完全とは?

息子が生まれてから毎日ずっと日記を書き続けています。もうすぐ6年目に突入かと思うと早かったような、長かったような。ずっと読み返していくと、その時の情景が昨日のことのように思い出されます。3年前の今日の日記には、息子の難聴原因がわかった時の気持ちが書かれてあり、今思うと、ここで気持ちが随分整理されて、そして今に至るなぁと感じました。

 

息子の難聴は「GJB2Connexin26変異による難聴を伴う掌蹠角化症」です。難聴だけだと思っていたのですが、実は難病指定の皮膚疾患もあったということで驚いたのですが、いろいろ思い当たることもあり、そうだったのか・・・と妙に納得したのを覚えています。

 

難聴の原因が判ったのは「たまたま」でした。

息子の足裏にできたホクロの検査で訪れた都内の大学病院で、人工内耳をしている息子に興味をもった医師から遺伝子検査をしてみないか?と薦められたのがきっかけでした。それ以前に耳鼻科で受けた難聴の遺伝子検査ではGJB2がヘテロということだけが判り、遺伝子の突然変異というだけで詳しいことはわかりませんでした。耳鼻科と皮膚科では取り扱うターゲットが違うからこその結果ではありますが、たまたま症候群性難聴を研究している医師に出会ったことは幸運だったと思います。

 

何十兆個の細胞を形成している分子のたまたまひとつが変異したことによって息子は耳が聞こえないのですが、すべて「完全」で生まれてこられることのほうがむしろ奇跡で、それはありえない話です。皆どこかに「不具合」を持ちながら、それが表面に出やすいか出にくいかだけなのかもしれない。

 

そして思ったこと。

 

人は生まれながらにして遺伝的に不平等であるということ。100万以上の多型があるのですから、平等な訳がありません。イデオロギーとしての平等はあり得ても、現実には遺伝的に不平等です。
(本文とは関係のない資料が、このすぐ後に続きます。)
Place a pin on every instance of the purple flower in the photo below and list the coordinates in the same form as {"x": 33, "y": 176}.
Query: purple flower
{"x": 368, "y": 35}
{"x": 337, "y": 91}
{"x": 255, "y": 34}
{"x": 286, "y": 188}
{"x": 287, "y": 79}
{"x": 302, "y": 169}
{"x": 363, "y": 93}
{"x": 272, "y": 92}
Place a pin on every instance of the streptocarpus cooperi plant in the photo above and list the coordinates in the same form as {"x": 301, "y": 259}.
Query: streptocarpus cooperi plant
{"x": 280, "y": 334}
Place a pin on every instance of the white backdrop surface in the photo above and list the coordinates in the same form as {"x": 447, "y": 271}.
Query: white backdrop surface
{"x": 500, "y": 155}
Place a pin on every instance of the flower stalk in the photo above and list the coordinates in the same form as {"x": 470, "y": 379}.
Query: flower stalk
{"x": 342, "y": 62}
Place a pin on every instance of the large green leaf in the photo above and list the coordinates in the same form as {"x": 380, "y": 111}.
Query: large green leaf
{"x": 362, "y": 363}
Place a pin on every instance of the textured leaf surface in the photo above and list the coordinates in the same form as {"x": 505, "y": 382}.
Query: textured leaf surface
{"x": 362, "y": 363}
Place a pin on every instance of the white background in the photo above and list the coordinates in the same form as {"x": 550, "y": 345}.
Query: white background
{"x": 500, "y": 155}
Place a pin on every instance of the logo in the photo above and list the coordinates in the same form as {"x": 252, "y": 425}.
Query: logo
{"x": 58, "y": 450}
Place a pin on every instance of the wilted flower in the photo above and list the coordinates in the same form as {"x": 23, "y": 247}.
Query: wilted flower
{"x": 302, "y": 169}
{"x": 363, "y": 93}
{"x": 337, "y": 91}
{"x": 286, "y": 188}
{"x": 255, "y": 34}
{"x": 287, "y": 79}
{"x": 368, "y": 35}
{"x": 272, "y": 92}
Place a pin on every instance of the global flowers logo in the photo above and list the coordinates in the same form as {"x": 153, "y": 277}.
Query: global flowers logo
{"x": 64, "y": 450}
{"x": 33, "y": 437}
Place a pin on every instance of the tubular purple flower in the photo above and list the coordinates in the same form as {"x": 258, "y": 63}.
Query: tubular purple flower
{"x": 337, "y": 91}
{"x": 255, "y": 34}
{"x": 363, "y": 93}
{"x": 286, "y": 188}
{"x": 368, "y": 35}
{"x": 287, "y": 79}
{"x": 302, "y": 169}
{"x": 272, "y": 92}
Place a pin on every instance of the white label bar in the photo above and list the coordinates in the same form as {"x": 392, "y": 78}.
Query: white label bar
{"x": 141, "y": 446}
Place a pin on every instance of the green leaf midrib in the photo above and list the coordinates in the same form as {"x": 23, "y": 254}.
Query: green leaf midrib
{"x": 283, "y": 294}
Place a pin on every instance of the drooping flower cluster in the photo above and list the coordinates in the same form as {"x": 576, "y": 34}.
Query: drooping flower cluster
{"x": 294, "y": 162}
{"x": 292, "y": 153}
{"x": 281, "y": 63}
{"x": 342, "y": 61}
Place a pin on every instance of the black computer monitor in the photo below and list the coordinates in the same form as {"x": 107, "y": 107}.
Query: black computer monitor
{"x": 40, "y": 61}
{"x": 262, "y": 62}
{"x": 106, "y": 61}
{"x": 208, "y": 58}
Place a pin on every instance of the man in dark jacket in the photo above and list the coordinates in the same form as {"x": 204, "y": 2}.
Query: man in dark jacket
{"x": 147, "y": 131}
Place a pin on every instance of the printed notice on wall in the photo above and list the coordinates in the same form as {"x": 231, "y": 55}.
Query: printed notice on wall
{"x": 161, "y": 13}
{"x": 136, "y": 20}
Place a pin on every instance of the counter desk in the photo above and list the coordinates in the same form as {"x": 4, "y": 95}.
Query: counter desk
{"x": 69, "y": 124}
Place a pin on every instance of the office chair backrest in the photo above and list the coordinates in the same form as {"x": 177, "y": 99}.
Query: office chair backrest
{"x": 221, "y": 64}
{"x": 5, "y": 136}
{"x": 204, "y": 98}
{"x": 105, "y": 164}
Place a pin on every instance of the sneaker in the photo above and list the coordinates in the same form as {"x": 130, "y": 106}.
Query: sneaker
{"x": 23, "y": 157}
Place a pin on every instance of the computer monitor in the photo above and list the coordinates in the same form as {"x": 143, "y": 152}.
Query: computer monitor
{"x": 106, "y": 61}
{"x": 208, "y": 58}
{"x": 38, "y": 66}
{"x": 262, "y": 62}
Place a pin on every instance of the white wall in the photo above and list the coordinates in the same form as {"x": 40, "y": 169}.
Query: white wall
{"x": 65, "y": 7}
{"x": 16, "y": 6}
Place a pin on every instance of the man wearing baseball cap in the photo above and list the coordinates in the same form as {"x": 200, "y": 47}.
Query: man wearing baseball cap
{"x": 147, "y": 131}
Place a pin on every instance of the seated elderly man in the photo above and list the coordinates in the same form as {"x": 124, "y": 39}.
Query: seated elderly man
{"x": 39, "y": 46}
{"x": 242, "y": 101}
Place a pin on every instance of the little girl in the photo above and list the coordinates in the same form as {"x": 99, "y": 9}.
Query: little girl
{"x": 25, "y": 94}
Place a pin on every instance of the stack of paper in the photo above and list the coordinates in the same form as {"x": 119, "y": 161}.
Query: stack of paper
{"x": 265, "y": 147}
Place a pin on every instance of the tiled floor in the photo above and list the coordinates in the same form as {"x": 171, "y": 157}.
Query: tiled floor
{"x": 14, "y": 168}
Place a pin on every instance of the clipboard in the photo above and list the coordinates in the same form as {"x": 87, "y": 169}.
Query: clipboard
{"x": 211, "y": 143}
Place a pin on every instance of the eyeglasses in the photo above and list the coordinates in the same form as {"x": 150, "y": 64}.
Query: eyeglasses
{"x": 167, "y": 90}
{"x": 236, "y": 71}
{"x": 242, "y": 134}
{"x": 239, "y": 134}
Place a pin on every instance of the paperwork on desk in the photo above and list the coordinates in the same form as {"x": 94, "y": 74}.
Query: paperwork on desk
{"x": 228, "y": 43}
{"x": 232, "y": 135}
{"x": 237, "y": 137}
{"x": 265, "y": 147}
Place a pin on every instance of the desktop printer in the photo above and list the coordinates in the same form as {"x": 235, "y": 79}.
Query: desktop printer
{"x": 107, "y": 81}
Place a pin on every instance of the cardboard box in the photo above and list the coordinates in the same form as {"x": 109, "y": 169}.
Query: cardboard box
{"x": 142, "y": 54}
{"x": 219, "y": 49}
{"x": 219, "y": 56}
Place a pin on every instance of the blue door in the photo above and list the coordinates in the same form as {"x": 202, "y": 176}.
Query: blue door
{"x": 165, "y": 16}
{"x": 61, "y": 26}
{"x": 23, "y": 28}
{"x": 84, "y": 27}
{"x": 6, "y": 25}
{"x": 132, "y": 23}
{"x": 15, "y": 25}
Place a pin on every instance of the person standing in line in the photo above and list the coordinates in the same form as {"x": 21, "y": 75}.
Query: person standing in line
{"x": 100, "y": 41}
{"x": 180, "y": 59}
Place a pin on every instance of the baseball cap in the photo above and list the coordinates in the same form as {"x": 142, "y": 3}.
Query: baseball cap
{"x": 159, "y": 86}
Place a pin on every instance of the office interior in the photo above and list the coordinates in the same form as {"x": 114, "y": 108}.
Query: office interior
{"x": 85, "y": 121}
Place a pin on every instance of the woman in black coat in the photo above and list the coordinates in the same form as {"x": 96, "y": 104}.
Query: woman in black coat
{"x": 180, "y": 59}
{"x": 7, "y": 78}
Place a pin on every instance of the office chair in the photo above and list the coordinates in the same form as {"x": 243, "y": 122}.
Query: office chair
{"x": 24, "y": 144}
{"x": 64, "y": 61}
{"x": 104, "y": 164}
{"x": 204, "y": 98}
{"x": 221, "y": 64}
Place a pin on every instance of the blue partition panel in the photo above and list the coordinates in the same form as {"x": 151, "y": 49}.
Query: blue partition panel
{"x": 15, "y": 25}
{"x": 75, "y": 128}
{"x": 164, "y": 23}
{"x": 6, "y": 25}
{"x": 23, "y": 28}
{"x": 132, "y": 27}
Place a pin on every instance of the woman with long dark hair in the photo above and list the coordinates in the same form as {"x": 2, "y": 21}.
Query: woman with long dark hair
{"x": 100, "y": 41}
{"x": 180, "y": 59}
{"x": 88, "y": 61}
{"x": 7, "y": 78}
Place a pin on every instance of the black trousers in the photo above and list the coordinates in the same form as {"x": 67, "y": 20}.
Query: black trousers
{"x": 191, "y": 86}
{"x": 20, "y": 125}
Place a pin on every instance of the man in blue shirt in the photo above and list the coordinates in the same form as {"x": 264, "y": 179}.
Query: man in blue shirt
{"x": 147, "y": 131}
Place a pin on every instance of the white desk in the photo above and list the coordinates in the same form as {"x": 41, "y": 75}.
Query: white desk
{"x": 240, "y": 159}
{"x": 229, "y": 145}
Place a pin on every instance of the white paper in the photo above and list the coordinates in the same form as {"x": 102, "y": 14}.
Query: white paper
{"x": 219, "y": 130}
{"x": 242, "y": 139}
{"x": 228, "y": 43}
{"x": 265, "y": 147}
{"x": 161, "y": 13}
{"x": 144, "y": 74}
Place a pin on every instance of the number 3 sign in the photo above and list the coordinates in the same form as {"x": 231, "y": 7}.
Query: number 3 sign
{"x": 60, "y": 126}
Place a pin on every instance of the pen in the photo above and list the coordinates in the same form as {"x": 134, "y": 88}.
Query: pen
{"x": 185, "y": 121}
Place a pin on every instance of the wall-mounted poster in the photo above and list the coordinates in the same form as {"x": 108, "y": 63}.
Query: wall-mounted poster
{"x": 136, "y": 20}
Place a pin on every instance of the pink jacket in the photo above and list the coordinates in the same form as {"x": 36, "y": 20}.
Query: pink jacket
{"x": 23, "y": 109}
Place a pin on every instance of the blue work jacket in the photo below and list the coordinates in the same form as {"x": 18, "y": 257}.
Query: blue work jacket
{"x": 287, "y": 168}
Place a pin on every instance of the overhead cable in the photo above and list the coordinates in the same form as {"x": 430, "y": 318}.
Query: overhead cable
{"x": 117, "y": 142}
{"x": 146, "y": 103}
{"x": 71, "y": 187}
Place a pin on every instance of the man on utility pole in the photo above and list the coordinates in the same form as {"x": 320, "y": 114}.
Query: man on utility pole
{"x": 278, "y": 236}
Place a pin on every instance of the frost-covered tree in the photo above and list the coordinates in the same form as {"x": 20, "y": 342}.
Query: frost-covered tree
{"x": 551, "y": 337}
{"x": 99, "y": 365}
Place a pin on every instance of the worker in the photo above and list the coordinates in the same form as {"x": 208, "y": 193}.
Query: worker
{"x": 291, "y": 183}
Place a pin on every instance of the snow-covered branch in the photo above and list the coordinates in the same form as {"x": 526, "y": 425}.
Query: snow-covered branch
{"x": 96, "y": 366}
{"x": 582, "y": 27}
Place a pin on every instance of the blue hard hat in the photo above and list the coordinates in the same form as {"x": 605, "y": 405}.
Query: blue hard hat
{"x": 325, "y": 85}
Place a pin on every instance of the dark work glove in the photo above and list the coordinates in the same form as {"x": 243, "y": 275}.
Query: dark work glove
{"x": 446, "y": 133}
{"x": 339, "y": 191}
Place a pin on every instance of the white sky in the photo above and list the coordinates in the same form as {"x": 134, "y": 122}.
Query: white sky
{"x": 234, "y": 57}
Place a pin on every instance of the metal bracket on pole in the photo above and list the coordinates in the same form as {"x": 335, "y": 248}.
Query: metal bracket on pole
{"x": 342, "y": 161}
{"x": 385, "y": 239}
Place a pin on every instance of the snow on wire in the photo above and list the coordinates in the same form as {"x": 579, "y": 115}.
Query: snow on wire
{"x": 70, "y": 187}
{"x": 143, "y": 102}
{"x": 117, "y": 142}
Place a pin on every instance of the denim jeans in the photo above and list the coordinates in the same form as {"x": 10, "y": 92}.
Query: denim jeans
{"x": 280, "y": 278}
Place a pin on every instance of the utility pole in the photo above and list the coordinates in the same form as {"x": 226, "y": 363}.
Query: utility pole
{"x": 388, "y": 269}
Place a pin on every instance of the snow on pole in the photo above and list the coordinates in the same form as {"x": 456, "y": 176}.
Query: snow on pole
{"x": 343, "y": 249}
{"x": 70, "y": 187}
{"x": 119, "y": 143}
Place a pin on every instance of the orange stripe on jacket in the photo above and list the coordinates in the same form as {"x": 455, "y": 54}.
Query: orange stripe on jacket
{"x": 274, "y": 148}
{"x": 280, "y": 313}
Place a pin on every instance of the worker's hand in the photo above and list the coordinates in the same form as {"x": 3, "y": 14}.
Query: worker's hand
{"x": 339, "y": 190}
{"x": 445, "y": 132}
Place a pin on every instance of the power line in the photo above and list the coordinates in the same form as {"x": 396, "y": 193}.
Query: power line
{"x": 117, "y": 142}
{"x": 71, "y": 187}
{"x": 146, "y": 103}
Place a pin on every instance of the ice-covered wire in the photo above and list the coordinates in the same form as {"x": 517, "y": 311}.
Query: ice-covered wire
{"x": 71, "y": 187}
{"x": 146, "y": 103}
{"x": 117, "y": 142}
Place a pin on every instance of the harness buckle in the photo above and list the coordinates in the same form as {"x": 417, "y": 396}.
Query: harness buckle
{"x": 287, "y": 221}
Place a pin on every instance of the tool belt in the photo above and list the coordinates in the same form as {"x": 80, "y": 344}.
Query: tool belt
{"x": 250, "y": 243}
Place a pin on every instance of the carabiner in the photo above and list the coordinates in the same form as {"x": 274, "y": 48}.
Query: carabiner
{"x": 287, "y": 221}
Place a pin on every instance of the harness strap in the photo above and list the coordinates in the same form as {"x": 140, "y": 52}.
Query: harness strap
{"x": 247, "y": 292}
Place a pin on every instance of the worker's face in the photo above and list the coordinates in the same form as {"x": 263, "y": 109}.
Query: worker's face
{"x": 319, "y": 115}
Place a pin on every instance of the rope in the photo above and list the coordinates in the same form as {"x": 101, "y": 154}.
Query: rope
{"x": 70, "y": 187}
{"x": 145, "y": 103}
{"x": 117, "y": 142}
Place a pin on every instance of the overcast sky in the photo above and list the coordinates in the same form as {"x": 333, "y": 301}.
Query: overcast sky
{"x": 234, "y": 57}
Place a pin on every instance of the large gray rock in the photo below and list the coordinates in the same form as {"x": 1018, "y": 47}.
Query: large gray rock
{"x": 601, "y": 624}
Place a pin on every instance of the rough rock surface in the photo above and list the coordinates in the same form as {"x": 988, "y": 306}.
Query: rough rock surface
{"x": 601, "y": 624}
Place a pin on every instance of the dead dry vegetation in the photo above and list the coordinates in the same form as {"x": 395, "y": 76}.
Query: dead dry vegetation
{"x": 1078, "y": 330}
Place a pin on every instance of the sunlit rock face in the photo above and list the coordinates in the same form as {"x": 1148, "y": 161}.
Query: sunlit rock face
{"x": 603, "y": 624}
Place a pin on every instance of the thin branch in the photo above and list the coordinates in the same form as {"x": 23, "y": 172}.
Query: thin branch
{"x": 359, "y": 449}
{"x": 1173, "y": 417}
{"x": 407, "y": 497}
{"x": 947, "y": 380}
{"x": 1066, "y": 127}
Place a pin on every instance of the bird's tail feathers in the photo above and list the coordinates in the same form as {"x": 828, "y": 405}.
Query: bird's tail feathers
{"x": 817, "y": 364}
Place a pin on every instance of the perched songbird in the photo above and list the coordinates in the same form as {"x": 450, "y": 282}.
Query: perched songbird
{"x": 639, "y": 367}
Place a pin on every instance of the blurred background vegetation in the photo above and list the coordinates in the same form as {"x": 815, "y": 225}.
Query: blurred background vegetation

その事実に目を背けず、結果を十分にふまえれば、遺伝的多型を「多様性(個性)」と認識するか、あるいは「正常」と「異常」に色分けするかによって考え方が大きく変わると思います。完全な人がいないのと同じで、完全な遺伝子というものも存在はせず。そもそも「完全」とはどういうことを言うのでしょうか?

 

それまで障がいを「個性」だと言う人たちを十分に理解できませんでしたが、確かに「個性」なのかもしれない。耳が聞こえないという強烈な個性を持って生まれた息子に対して、自分はなんと凡庸な母親だろう。互いの違いを認め合えたならば、「障がい」という言葉は生まれてこないのかもしれない。

 

人は誰もが唯一無二の存在で、他と比べようもない「個」なのだから。